The most controversial one is dysmenorrhea. Nowadays, many popular sciences will say that "primary dysmenorrhea is not a disease, just take ibuprofen." This is true. If you take an ibuprofen when you have pain, you can go to work and go to school normally, there is no problem at all. But there is another school of thought: If you have vomiting and diarrhea every time and cannot get out of bed, even if no organic problems are found (such as endometriosis, adenomyosis and other causes of secondary dysmenorrhea), it means that your pelvic blood circulation is poor and prostaglandin secretion is too strong.
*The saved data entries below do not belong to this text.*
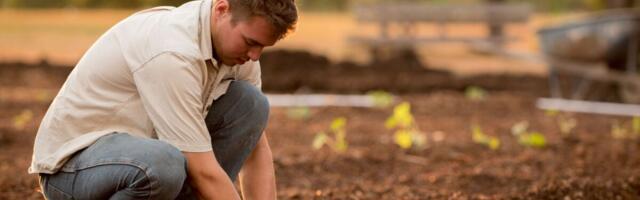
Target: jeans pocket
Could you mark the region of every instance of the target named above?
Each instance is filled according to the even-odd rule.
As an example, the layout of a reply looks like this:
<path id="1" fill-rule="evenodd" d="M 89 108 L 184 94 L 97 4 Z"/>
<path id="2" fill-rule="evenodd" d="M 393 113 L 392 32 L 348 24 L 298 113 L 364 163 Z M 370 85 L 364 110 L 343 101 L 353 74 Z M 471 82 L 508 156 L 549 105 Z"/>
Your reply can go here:
<path id="1" fill-rule="evenodd" d="M 56 188 L 55 186 L 51 185 L 51 184 L 47 184 L 44 187 L 44 196 L 48 199 L 48 200 L 71 200 L 73 199 L 73 196 L 67 194 L 66 192 Z"/>

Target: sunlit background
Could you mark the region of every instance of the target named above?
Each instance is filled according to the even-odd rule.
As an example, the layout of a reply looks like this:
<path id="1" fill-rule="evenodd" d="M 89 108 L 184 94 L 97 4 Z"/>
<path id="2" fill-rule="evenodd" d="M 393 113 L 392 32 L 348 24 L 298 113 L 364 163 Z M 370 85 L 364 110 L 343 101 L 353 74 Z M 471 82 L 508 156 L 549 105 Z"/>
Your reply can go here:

If you leave it alone for a long time, it may also affect your quality of life. My best friend suffers from typical primary dysmenorrhea. She used to have to lie down at home on the first day of each period and took two pills of ibuprofen to suppress it. Later, she followed a rehabilitation practitioner and did pelvic floor relaxation exercises for three months. She refused to drink iced coffee or iced milk tea in the week before her period. Now she has a slight bloating in her lower abdomen during menstruation, and she doesn’t even need to take medicine. You see, both solutions are effective. If you are willing to take painkillers, take them. If you are willing to spend time on conditioning, there is no problem. There is no need to compete.

In the five years I have been doing women's health science, the most regrettable case I have seen is a 22-year-old girl. In order to adjust her 30-day cycle to a "perfect 28 days", she randomly took the so-called "menstruation pills" and "ovarian maintenance hormone" sold in Internet celebrity stores. After taking it for three months, she suffered from irregular bleeding and her hormone levels were in a mess. It took more than half a year to adjust them back. It’s really not necessary. Your body is not an industrial product, and it doesn’t have to stick to uniform parameters.

To put it bluntly, there is no perfect answer to menstrual health. You are most familiar with your own body. If your menstruation is unusual this time, the pain is unbearable, the amount of bleeding is wrong, or it has been delayed for more than ten days, go directly to the hospital and call a gynecologist to check. It is much better than searching for ten or eight popular science articles on the Internet for self-diagnosis. After all, it’s up to you to decide whether you’re healthy or comfortable.